第586話 パイル地の袖

それにしても、、

赤ちゃんが産まれるんだったら、色々と必要なものがあるんじゃなかったっけ。


遠いウィスタリアの記憶を辿ってみる。

物心ついた以降に、家族に新生児のいた事がないアマリリスには、総じて漠然としたイメージでしか思い浮かべることが出来なかったが、

たしか、産着とかおしめとか、ゆりかごとか、お湯を使わせる新しいタライとか。。


でもそういう物を手に入れようと思ったら、最低でもオロクシュマに行かなきゃならないわけで。
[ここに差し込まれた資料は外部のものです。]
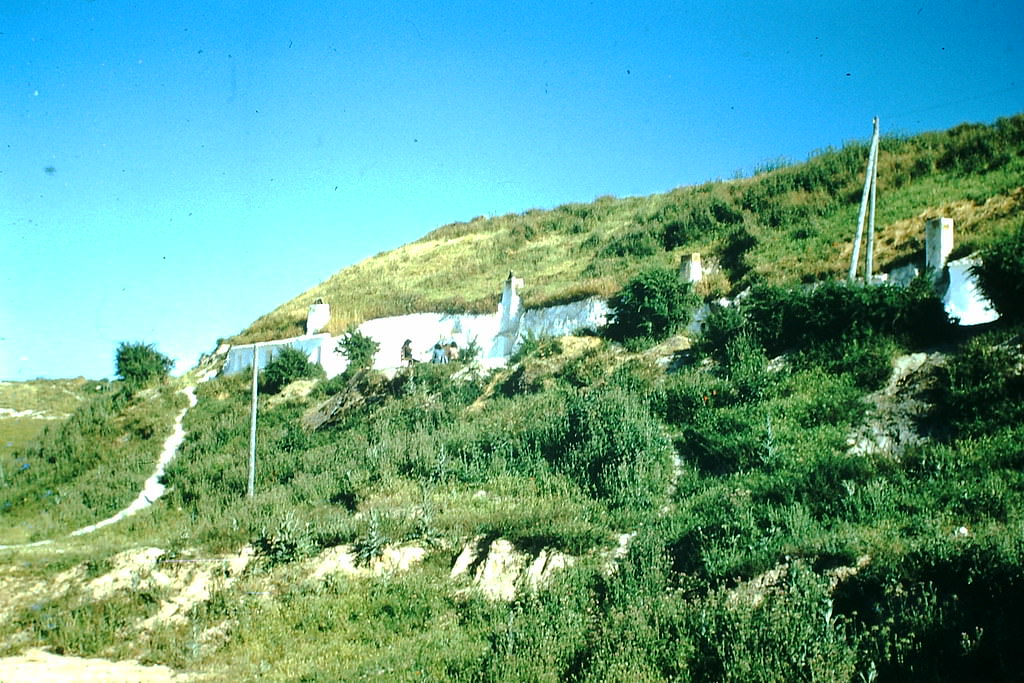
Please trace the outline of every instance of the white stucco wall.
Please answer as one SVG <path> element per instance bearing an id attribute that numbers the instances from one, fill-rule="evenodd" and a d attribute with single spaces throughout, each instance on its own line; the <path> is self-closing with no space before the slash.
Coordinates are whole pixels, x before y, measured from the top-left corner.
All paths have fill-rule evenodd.
<path id="1" fill-rule="evenodd" d="M 291 337 L 290 339 L 260 342 L 256 345 L 239 344 L 228 349 L 228 357 L 224 363 L 224 368 L 221 370 L 221 373 L 225 375 L 234 375 L 246 368 L 251 368 L 252 350 L 254 346 L 259 346 L 259 368 L 262 370 L 267 367 L 267 363 L 269 363 L 274 356 L 280 353 L 281 349 L 288 346 L 299 349 L 305 353 L 310 362 L 320 363 L 323 365 L 324 363 L 322 361 L 325 356 L 330 354 L 330 349 L 332 349 L 336 344 L 337 342 L 332 341 L 331 335 L 326 332 L 311 336 Z M 324 369 L 326 369 L 326 366 Z M 338 373 L 340 372 L 341 370 L 338 371 Z"/>
<path id="2" fill-rule="evenodd" d="M 504 364 L 515 348 L 531 335 L 554 337 L 582 329 L 596 330 L 605 324 L 609 312 L 607 303 L 596 297 L 527 311 L 518 306 L 517 299 L 503 299 L 503 305 L 490 314 L 412 313 L 367 320 L 358 329 L 380 344 L 373 363 L 379 370 L 401 365 L 402 345 L 406 339 L 412 340 L 413 358 L 421 362 L 430 360 L 437 342 L 454 341 L 464 349 L 475 340 L 480 347 L 480 362 L 497 366 Z M 306 353 L 310 362 L 320 364 L 328 377 L 334 377 L 347 366 L 345 358 L 335 350 L 338 339 L 317 334 L 261 342 L 259 367 L 265 367 L 281 348 L 291 346 Z M 252 344 L 232 346 L 222 372 L 232 375 L 251 367 L 252 348 Z"/>

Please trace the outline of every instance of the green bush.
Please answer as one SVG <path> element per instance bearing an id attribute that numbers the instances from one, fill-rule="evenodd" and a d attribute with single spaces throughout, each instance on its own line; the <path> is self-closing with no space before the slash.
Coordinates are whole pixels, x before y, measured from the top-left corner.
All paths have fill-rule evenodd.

もう船では行けないし、今さらオロクシュマとか正直ダルい。


いっか、着るものははあたしの下着とか縫い直して作るとして(とはいえ、どんどんボロボロになってもう残り少なくて、そもそもあたし、赤ちゃんの服なんて縫ったことないんだけど。。)

あとは何とかなるでしょ。

こういう時、オオカミはともかく、幻力の森に住む魔族の女子はどうしているんだろう。


そう思った時、不意に、深い記憶の底から甦った光景があった。

赤い縁取りのされた、真っ白なパイル地の袖。

緑と赤の糸で、何かの植物らしき刺繍がしてある。


これはなんだろう?

あきらかに、おそろしく古い記憶。。。


やがて、それが今とは全く違う縮尺で見た自分の袖であることに気づいて慄然とした。

なんてこった。


「・・・」


確かにそこにいるはずの小さな生命に、そっと手を添えた。


大丈夫、ちゃんとする。

魔族はどうか知らないけど、あたしは、オロクシュマに歩いて行ってでも、あなたに新しい産着を作ってあげる。

お金ないけど。。。


そうだ、クリプトメリア博士が置いてってくれたお金!あれ使わせてもらおう。